Everyday is a bank account, and time is our currency. No one is rich, no one is poor, we’ve got 24 hours each. -Christopher Rice
It feels like it was just yesterday when the Great Recession hit. The stock market was crashing more than a 10-year-old computer’s hard drive. Folks were in a panic. I even overheard someone saying to a friend that she lost 50 percent of their portfolio! Yikes! I was aghast. In the illustrious words of Velma from Scooby Doo, “Jinkies!”
In speaking with a financial aid officer, they stated while working at a university in DC that parents and students were flooding his office stating they had just lost their job and it was one after the other. It was a revolving door of people just coming to his door and saying they had been give the pink slip. Layoffs were everywhere you turned.
During 2008-2009, you could not turn on the news without hearing that unemployment levels were on the rise the likes of which they had never seen. Food banks, free pantries, churches, and non-profits were flooded with requests for help. The need was so great that some soup kitchens and church pantries were running of of food within days.
After the dust settled, things started to look up. We had hit rock bottom. Now it was time for things to go back up. The bear market went into hibernation and the bull market came out in full force. The market was seeing the red cape and came barreling after it. Stock prices were on the rise. No one could have foresaw what was on the horizon, but for those with cash it was a golden opportunity to invest.
Some experts seem as if they have a crystal ball. People like Warren Buffet, the world’s greatest investor, sits on tons of cash. As of this writing, Buffet’s Berkshire Hathaway is sitting on a record $100 billion in cash, as he feels stocks are just too high to buy. Buffet’s partner, Charlie Munger, believes in being patient and getting a bargain price on stocks. How could he possibly know this will happen? According to Munger, if you are patient, you will see that 2-3 times every 90 to 100 years the market crashes and if you are prepared, you can capitalize on that.
According to Investopdia contributor James Chen:
“The longest-running bull market in history celebrated its 10-year anniversary on Sat., March 9, 2019. It all started from the post-crisis low of March 9, 2009. The S&P 500’s (SPX) closing price on that fateful day in early 2009 was precisely 676.53. As of the market close on Wed., Oct. 9, 2019, the S&P 500 settled at 2,919.40. That represents around a 330% rise in a 10-year period. Not bad for a large-cap stock index.”

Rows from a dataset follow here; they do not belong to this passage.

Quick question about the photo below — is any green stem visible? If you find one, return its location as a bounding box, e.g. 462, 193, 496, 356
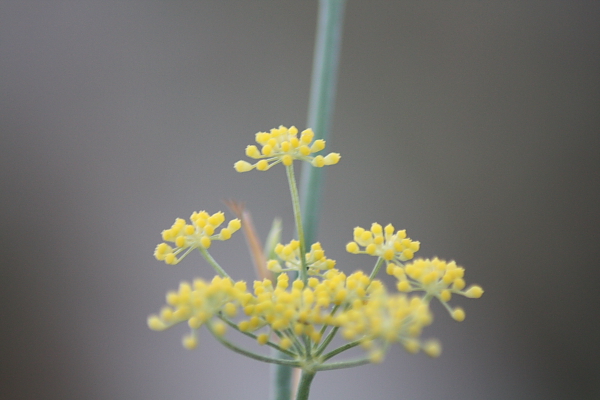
198, 247, 231, 279
321, 339, 362, 361
296, 370, 317, 400
206, 323, 300, 367
369, 257, 383, 281
316, 357, 371, 371
272, 0, 346, 400
285, 164, 308, 283
300, 0, 346, 247
219, 315, 296, 359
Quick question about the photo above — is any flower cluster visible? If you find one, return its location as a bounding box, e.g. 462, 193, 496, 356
148, 126, 483, 373
148, 276, 250, 349
267, 240, 335, 275
148, 269, 439, 362
234, 126, 340, 172
387, 258, 483, 321
346, 222, 421, 263
154, 211, 242, 264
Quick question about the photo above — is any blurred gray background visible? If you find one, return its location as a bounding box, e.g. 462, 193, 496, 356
0, 0, 600, 400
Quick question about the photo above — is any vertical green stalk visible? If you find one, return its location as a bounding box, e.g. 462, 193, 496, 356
300, 0, 346, 244
296, 370, 316, 400
285, 165, 308, 283
271, 0, 346, 400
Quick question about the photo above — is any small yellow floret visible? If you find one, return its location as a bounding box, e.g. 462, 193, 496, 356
213, 321, 227, 336
233, 160, 254, 172
423, 340, 442, 358
465, 286, 483, 299
452, 308, 465, 322
346, 242, 359, 254
181, 334, 198, 350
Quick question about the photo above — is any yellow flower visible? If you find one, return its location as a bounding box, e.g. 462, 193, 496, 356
394, 258, 483, 321
148, 276, 251, 349
346, 222, 420, 264
154, 211, 241, 264
336, 291, 439, 363
234, 126, 340, 172
267, 240, 335, 275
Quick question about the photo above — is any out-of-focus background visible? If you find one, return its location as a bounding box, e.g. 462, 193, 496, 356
0, 0, 600, 400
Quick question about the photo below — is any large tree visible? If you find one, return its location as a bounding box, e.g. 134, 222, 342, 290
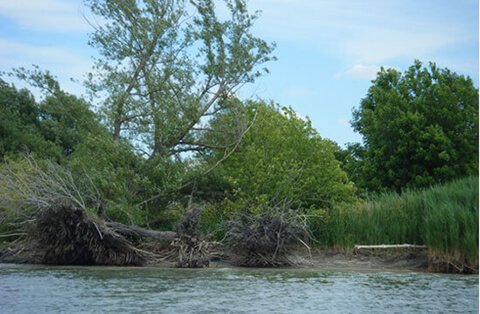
86, 0, 273, 156
204, 102, 354, 210
352, 61, 478, 190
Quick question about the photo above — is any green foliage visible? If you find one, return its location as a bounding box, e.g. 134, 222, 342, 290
350, 61, 479, 191
216, 102, 354, 210
86, 0, 273, 156
0, 79, 61, 160
316, 177, 479, 265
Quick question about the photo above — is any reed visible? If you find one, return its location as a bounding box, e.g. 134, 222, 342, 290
317, 177, 479, 267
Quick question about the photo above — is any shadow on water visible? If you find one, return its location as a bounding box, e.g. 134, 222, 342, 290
0, 264, 478, 313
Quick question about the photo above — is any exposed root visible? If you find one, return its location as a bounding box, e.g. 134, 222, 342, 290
227, 206, 308, 267
32, 206, 146, 265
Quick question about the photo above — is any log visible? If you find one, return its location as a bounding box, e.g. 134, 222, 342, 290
353, 244, 427, 250
106, 221, 177, 241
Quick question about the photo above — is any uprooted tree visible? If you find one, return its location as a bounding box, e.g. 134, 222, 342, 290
226, 201, 311, 267
0, 157, 173, 265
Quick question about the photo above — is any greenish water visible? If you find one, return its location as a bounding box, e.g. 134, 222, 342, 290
0, 264, 478, 313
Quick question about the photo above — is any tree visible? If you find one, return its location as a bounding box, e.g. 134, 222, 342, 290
208, 102, 354, 210
86, 0, 273, 157
352, 61, 478, 190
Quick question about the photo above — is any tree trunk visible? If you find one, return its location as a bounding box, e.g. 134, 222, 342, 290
106, 221, 177, 241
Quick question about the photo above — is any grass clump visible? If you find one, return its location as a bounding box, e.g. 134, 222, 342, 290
319, 177, 479, 272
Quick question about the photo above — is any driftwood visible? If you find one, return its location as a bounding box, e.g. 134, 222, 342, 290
226, 203, 309, 267
105, 221, 177, 241
29, 206, 146, 265
353, 244, 427, 252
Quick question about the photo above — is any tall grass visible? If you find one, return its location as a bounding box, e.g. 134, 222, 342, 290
318, 177, 479, 265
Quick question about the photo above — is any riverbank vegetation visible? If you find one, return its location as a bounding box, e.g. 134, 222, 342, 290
0, 0, 478, 272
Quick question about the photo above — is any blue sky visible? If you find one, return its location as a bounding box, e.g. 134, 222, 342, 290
0, 0, 479, 145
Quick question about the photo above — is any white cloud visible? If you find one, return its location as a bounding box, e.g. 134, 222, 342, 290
0, 38, 92, 95
255, 0, 478, 64
0, 0, 91, 33
282, 87, 313, 97
333, 64, 380, 81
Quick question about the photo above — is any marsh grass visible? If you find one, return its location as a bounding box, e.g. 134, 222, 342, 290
319, 177, 479, 267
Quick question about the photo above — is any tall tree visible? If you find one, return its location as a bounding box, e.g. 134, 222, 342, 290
204, 102, 355, 210
86, 0, 273, 156
352, 61, 478, 190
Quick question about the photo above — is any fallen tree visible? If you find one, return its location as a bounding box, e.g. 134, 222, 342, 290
0, 156, 153, 265
226, 202, 310, 267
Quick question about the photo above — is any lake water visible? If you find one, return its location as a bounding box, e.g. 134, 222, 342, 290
0, 264, 478, 314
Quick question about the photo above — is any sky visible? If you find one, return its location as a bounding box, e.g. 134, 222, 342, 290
0, 0, 479, 146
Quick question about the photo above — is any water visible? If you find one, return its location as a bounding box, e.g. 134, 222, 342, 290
0, 264, 478, 314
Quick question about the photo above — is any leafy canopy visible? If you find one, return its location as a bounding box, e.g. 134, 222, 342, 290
210, 102, 354, 209
352, 61, 478, 190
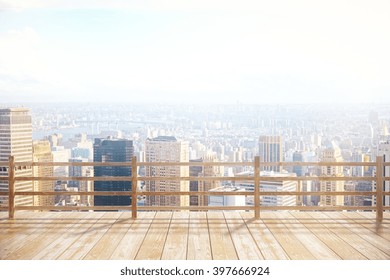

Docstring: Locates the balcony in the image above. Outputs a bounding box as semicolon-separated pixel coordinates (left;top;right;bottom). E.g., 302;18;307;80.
0;157;390;260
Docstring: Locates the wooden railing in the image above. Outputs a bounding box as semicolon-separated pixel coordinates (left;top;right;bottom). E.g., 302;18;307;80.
0;156;390;221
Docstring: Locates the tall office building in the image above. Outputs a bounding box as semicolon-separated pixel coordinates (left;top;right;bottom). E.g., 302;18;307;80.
33;140;54;206
319;143;344;206
235;171;298;206
190;151;223;206
145;136;189;206
93;138;134;206
0;108;33;206
259;136;283;172
378;141;390;206
68;157;93;206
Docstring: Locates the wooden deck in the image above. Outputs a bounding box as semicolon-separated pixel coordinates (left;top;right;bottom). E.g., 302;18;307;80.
0;212;390;260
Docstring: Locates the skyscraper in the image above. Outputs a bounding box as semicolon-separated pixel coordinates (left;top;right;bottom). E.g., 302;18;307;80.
33;140;54;206
0;108;33;206
259;136;283;172
378;141;390;206
68;157;93;206
190;151;223;206
145;136;189;206
93;138;134;206
319;143;344;206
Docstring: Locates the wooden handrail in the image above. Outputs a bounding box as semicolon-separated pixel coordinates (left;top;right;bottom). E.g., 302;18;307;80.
0;156;390;221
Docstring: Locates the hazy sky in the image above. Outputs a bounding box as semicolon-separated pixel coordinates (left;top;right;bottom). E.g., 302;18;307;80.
0;0;390;104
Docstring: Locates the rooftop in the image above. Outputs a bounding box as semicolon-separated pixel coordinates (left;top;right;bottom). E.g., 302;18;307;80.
0;211;390;260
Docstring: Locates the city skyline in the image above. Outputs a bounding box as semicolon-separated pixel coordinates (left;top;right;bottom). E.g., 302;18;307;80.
0;0;390;104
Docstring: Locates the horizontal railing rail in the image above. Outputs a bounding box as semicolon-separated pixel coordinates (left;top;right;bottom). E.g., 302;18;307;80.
0;156;390;220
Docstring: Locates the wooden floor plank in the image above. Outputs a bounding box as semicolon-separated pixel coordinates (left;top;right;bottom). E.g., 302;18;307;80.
32;212;103;260
223;212;264;260
240;212;289;260
83;212;133;260
0;213;56;259
187;212;212;260
290;212;367;260
57;212;120;260
0;211;390;260
261;212;316;260
135;212;172;260
111;212;156;260
309;212;388;260
207;212;238;260
342;212;390;241
325;212;390;259
161;212;190;260
276;211;341;260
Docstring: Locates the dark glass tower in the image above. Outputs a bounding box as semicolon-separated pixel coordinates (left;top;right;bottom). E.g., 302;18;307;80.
93;138;134;206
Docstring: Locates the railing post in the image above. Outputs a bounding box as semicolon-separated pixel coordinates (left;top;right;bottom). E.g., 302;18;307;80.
8;156;15;219
376;156;384;222
253;156;260;219
131;156;138;219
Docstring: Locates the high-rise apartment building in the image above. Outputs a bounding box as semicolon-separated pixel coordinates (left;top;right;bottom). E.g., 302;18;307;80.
319;143;344;206
145;136;189;206
33;140;54;206
93;138;134;206
0;108;33;206
235;171;298;206
190;151;223;206
259;136;283;172
68;157;93;206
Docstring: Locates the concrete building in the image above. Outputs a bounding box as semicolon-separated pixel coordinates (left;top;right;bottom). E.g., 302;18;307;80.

If you read my post Stock Splits and Misfits, then you know how right Mr. Munger is indeed. I have actually purchased B class shares (NYSE:BRK.B) of Berkshire. I decided to buy some shares to celebrate my birthday years back. After the stock split, not only did the price drop, but I also owned more shares. I went from owning 5 shares to 35 overnight! No matter what the market cycle, I invest. I do so for the long term. I am not a fair-weather investor. And neither should you be.
Everything I have ever witnessed anyone ever have came for years of dedication, sacrifice, and hard work. If you want to know something about anything, then merely pick a book on the subject. Want a woman’s perspective on life in the 1800’s, then read Jane Austen’s Sense and Sensibility. If you want to be more knowledgeable about the world around you, might I suggest the reading list I published in my post Money Advice From Gossip Girl. But if you want to know more about investing, I say read the Berkshire Hathaway letter to shareholders that is published annually on their website.
Whatever it is, if you want something, then go after it with zeal. If you want something, make a plan and then put action behind your words. I knew that I wanted $100,000 in the stock market. I worked toward investing a minimum of 15 percent into my stock portfolio. Those things took time to do. At one point, I decided to move $26,000 from other index funds into just one: Vanguard’s 500 index fund. I wanted to have $100,000 working for me in just one fund as opposed to several different ones. Once I did that, then it was time to make sure my asset allocation was spread in different sectors that way if one sector tanked, the others ones would keep me afloat. So far, so good.